Biomaterials Science: An Introduction to Materials in

Medicine directly addresses the multidisciplinary nature
of the biomaterials field by providing concise tutorials in
the key concepts essential for practitioners of biomaterials science. The word biomaterials implies biology
and materials. This section addresses the fundamental
bio science relevant to biomaterials (Section I.2 serves
a similar function for the fundamental materials science
relevant to biomaterials). The background biology is
important, because this scientific foundation will help us
to understand, predict, and engineer the in vivo bioresponses observed by the biomaterials scientist, the physician, and the patient.
When a synthetic material is placed in a biological
milieu (implantation in a living organism, for example),
a series of reactions is initiated almost instantaneously.
Water molecules (and H+ and OH), being the lowest
molecular weight species, should reach the biomaterial
surface first (in milliseconds). Their considerable impact
on subsequent reactions is elaborated upon in Chapters
I.1.6 and I.2.10. Although water is not considered a biomolecule, it sets the stage for the biological reactions to
follow.
Proteins, dissolved in serum at a concentration of
approximately 7 g/dL, arrive next at the surface by diffusion or in some cases by convection. There are 700
or more proteins in blood. Some are relatively non-
bioreactive, such as albumin, and others have numerous
biological activities, such as fibrinogen or fibronectin.
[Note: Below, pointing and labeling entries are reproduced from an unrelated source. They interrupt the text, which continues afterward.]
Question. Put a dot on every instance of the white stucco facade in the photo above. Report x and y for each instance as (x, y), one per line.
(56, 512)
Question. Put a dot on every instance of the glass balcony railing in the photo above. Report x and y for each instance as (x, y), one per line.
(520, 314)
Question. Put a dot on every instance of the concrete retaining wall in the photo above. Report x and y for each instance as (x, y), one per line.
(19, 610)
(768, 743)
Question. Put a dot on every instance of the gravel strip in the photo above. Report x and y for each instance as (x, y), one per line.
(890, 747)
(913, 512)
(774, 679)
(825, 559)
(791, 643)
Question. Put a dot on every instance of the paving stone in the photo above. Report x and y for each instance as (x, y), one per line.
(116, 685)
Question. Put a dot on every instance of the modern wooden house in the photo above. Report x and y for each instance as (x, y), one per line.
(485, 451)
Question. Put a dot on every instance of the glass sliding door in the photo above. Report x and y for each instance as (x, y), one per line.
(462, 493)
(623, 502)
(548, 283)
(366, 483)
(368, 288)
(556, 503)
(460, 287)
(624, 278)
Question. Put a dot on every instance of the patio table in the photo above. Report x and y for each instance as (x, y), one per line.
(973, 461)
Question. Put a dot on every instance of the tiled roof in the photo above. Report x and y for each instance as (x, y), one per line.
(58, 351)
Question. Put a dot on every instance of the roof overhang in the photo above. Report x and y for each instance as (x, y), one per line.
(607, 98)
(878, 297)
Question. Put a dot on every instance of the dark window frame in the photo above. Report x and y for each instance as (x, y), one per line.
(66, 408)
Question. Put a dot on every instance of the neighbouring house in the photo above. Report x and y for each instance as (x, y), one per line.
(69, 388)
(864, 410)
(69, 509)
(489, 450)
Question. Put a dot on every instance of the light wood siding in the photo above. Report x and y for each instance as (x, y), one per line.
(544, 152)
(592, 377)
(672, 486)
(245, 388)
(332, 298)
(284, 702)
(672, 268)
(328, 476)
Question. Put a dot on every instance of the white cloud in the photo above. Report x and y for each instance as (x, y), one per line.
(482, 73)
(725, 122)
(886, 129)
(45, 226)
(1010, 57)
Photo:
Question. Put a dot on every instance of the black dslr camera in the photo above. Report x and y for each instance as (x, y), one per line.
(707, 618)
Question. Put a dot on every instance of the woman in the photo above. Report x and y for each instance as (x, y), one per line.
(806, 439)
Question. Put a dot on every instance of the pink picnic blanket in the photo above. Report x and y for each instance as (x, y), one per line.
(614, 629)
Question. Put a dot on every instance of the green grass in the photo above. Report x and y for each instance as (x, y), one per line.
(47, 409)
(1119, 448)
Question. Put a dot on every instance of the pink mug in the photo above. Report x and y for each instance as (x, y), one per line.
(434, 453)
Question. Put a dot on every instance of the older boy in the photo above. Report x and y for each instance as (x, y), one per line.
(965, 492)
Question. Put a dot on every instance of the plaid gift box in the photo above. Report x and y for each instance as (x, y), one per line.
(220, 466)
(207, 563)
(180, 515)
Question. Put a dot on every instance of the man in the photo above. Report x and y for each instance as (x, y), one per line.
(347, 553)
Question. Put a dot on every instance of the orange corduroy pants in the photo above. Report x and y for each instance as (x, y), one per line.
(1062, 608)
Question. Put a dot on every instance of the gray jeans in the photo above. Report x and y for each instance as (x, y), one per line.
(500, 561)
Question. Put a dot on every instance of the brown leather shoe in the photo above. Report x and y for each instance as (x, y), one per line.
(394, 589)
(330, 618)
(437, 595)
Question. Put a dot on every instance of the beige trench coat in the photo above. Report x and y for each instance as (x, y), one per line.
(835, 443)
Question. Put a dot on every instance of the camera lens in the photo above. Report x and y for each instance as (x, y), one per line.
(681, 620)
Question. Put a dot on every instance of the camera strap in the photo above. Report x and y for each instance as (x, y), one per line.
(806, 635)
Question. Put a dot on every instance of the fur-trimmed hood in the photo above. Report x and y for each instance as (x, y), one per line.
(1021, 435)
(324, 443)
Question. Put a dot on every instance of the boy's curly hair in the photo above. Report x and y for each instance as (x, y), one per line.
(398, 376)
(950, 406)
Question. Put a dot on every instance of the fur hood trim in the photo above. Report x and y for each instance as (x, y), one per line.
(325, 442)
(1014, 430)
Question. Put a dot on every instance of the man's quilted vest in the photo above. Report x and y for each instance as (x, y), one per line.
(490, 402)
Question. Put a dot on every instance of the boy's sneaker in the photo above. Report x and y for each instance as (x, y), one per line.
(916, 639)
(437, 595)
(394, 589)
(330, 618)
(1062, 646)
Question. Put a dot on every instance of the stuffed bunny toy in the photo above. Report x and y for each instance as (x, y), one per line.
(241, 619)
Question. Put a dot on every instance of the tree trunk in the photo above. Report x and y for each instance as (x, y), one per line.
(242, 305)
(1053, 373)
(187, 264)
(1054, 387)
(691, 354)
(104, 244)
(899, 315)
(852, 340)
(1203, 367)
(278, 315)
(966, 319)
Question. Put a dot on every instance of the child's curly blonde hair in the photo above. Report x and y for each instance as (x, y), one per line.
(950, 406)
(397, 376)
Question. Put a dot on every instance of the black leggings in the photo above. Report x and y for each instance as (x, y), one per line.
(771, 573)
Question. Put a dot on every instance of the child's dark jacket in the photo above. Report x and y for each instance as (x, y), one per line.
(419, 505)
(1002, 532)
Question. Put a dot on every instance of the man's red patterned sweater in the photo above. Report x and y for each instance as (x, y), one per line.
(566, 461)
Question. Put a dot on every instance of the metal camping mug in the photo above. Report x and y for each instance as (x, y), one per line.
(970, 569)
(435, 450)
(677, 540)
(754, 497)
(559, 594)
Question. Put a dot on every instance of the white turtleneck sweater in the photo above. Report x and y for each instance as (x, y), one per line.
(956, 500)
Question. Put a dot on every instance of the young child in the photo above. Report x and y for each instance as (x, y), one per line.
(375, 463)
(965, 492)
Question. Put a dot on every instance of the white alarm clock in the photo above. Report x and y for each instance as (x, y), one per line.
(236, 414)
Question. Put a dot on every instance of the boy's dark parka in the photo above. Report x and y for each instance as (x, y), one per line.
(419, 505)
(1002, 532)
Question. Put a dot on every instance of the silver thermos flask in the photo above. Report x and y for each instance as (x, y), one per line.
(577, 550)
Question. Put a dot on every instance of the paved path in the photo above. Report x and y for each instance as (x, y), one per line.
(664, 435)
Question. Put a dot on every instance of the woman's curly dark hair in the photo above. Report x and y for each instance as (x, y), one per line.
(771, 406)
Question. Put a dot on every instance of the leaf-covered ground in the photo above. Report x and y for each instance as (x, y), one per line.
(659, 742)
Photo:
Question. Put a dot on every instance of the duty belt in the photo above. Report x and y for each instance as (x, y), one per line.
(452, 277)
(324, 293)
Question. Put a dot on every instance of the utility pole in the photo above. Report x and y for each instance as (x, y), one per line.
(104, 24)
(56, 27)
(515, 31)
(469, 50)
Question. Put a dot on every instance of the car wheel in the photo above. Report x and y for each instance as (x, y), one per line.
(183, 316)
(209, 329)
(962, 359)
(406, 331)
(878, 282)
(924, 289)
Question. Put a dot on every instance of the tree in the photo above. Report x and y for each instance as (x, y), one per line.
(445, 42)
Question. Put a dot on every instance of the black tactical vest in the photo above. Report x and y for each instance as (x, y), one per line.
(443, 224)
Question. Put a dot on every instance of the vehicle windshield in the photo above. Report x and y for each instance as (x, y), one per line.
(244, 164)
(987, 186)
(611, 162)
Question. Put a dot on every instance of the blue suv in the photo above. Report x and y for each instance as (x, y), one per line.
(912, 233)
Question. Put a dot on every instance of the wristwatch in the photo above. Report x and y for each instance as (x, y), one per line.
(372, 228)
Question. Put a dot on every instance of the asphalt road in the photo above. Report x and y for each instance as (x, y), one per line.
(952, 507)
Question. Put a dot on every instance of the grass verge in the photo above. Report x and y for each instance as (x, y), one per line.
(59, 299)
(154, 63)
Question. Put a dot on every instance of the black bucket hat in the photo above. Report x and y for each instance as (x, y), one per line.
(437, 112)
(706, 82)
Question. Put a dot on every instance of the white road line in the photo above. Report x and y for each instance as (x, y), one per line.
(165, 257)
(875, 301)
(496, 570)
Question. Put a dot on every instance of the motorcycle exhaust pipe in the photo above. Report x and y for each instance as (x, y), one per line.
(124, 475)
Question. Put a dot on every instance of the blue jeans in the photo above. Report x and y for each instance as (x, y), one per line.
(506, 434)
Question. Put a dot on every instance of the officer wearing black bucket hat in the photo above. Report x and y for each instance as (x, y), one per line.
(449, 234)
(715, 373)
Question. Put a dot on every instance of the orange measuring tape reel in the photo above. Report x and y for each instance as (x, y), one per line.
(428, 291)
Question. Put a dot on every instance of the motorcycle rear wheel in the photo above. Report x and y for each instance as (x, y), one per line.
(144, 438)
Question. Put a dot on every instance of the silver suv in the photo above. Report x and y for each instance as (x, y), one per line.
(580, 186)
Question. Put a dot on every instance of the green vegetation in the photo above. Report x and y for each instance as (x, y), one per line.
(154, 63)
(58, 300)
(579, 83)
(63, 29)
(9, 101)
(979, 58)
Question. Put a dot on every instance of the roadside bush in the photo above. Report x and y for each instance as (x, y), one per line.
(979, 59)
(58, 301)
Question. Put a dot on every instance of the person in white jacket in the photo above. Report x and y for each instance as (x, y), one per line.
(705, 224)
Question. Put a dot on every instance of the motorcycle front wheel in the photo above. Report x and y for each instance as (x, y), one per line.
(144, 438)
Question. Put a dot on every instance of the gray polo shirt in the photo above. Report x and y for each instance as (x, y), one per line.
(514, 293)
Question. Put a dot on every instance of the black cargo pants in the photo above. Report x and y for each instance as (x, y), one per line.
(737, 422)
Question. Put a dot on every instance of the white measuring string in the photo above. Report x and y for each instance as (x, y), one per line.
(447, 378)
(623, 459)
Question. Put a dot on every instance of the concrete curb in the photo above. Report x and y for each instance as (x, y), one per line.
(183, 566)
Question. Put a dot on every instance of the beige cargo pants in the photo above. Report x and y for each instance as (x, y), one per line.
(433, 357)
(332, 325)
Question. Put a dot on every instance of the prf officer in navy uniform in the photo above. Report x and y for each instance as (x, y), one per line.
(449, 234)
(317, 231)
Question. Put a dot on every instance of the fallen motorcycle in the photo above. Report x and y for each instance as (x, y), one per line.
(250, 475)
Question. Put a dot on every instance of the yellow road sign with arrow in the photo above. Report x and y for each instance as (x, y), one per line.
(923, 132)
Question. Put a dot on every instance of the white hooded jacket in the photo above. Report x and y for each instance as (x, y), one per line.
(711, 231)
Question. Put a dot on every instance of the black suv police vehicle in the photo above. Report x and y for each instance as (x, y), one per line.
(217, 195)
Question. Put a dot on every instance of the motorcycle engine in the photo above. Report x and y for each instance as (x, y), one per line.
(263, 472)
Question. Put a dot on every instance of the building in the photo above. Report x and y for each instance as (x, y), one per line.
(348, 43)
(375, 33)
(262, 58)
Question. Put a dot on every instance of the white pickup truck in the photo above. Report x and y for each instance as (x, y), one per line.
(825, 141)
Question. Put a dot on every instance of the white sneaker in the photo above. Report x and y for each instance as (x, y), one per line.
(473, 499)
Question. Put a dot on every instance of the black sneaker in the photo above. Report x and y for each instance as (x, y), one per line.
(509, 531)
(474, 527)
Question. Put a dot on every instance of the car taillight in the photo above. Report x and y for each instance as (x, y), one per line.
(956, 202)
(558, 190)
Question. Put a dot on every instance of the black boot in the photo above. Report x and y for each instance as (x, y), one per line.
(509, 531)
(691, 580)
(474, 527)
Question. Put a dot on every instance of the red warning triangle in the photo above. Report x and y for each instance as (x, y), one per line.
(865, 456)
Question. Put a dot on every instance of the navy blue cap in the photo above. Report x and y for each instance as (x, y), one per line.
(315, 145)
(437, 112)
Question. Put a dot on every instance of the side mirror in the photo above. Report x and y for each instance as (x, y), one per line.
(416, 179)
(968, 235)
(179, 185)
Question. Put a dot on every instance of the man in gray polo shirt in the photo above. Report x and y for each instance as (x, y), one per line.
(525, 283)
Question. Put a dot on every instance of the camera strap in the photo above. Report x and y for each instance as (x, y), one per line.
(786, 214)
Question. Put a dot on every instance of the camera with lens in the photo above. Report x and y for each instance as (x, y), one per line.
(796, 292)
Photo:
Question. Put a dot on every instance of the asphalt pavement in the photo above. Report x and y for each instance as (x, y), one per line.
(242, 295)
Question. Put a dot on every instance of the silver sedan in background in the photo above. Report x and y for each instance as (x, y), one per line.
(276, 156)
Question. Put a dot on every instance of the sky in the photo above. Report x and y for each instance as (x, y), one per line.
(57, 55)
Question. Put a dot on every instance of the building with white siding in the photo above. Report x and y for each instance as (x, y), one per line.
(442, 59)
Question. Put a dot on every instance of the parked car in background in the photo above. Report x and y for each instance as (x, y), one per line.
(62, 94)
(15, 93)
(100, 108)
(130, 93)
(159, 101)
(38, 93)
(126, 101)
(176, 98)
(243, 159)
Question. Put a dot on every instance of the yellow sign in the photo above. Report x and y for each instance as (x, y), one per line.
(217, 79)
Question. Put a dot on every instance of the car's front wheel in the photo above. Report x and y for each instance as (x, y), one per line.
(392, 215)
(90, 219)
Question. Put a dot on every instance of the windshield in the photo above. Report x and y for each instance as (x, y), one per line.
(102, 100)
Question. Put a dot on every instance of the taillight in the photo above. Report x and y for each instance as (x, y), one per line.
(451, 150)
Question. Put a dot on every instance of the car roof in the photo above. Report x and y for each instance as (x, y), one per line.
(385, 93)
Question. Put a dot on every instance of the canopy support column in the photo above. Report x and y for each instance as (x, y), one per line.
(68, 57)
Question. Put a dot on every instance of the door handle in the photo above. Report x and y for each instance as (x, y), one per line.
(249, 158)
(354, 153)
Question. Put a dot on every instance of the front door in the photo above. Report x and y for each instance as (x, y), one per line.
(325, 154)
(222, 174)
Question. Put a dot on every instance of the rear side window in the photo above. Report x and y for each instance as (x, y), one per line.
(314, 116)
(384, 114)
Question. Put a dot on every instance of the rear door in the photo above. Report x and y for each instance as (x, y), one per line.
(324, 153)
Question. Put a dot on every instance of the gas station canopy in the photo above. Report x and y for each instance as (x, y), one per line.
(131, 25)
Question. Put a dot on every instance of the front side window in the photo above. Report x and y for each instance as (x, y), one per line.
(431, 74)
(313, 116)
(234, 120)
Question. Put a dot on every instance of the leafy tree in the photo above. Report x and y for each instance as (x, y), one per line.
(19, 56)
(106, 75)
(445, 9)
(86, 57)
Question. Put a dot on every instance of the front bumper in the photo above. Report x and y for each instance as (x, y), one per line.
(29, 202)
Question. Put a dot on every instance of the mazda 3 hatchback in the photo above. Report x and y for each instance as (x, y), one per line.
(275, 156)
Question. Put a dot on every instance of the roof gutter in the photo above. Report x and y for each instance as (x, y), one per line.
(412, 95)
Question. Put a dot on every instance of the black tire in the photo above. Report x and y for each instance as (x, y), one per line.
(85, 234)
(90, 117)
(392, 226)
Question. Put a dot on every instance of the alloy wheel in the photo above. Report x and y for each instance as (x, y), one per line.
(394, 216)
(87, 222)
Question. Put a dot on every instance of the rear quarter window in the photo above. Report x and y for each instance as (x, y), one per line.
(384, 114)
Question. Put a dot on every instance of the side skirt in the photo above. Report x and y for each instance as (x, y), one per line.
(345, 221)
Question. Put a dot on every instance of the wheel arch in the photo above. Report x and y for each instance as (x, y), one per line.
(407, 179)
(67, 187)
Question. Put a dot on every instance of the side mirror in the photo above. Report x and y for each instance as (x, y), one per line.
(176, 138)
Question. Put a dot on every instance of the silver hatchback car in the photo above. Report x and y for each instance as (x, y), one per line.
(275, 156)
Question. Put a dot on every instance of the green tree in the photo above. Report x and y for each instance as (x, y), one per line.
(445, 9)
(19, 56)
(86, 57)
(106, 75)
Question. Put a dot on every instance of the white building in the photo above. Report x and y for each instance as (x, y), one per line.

When proteins diffuse to a biomaterial interface, they
will arrive in order of molecular weight (small proteins
like thrombin, 35 kDa, arrive before heavier proteins
like IgG, at 160 kDa). Once at the surface, proteins can
adsorb, desorb, exchange with other proteins, denature,

increase their biological activity or decrease their biological activity. This complex landscape, comprised of
many proteins in many states of organization and elaborated upon in Chapter II.1.2, becomes the environment
to which cells will respond (and cells do indeed respond
to proteins).
The fundamentals of invitro cell interaction with surfaces (or more accurately, interactions with the protein
layer on biomaterial interfaces in water) are described in
Chapter II.1.3. This chapter is particularly relevant for
surface diagnostic devices (ELISA assays, DNA microarrays, protein microarrays), cell culture, and for biosensors, but also pertains to many reactions observed
invivo.
Chapter II.1.4 discusses the biology of cells, with an
emphasis on what the cells do under various conditions
and what happens when they are injured (you cant
have a surgical site without cell injury; also rubbing and
mechanical forces associated with medical implants can
induce cell injury).
Single cell types rarely exist alone. They aggregate
or interact to form tissues (Chapter II.1.5). Some principles that govern tissue formation from individual cell
types are relatively simple and have been elaborated
upon by researchers such as Malcolm S. Steinberg,
who demonstrated that a cell membrane surface tension associated with cell surface cadhedrin molecules
can drive cell aggregation into organized multicellular
structures. Other aspects of tissue formation are governed by the complex mechanisms observed in studying
the developmental biology of organisms. Biomaterials and medical devices are interfaced against tissues,
so understanding tissues, their organization, and their
properties is important. Furthermore, the cells in tissues
make a grout that holds them together; this material is called extracellular matrix (ECM). ECM serves
a mechanical function in stabilizing the tissues but is,
in its own right, highly biologically active. For example, it has been shown that triple-helical collagen I, the
primary component of ECM, can bind in a biospecific
manner to more than 50 other biomolecules, including
some with high biological activity such as fibronectin.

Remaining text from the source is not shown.